ロングテール現象が現れる典型的な例として、プロ向けに写真などのデジタルコンテンツをネットで販売しているDAJという会社が紹介された。80対20の法則から見ると、売れ行きのうちの20%超の部分で(つまり残りの80%で)59%の売上を上げているという。
特記すべきは、一度も売れていない商品が90%を占めていることである。裾野の広さを実感すると共に、インターネットにおけるデジタルコンテンツならではの現象であるといえる。すなわち、9割もの売れない商品を抱えることができるほか、売れている商品の中でも、最初の20%では41%しか売っていないのである。
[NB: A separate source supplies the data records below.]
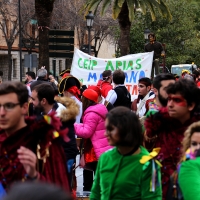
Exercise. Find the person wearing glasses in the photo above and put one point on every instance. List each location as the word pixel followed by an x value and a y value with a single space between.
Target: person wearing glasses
pixel 29 147
pixel 165 128
pixel 125 172
pixel 189 170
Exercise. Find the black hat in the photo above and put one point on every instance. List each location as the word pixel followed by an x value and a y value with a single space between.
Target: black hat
pixel 64 71
pixel 67 83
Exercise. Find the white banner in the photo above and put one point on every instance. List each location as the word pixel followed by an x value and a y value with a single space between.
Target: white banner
pixel 89 69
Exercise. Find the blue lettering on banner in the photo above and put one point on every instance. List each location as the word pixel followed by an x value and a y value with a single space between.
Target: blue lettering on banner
pixel 92 76
pixel 134 75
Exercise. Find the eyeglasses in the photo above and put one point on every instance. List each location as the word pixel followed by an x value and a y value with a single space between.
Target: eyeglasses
pixel 193 143
pixel 9 106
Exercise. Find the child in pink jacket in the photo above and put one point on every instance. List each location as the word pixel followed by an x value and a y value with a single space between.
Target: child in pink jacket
pixel 93 125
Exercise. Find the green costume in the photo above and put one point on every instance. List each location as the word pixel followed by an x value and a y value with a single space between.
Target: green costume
pixel 189 179
pixel 124 177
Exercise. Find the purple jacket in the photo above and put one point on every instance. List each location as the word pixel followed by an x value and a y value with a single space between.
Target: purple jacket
pixel 93 127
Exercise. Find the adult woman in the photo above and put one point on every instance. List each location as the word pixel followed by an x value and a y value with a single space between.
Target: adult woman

今回、マーケティングの観点から得た知見は、マスマーケティングの影響は免れないことであり、また、ロングテール現象の十分条件は「自動化」でありネットビジネスではないこと、特にB to Bのビジネスにはなじみにくい現象であること、などである。たとえば音楽配信サイトでは、浜崎あゆみの曲を扱えば間違いなくトップクラスの売上を誇る。これは別途マスマーケティングがなされた結果を受けた現象であると説明される。
このネットビジネスにおけるロングテール現象の狙い方としては、「商品」のロングテール化戦略よりも、「顧客」のロングテール化戦略のほうが効果的である、というのが菅谷さんの意見であった。
近々、とても楽しみな音楽配信サイトが立ち上がる。
http://www.onqoo.jp/
である。主としてインディーズ音楽を紹介予定だ。インディーズといえば、裾野は果てしない。その顧客も大変に幅広いことが予想される。マスの影響を受けない市場であることから、先に挙げたDAJ式の現象が期待されるのではないかと、今から楽しみにしている。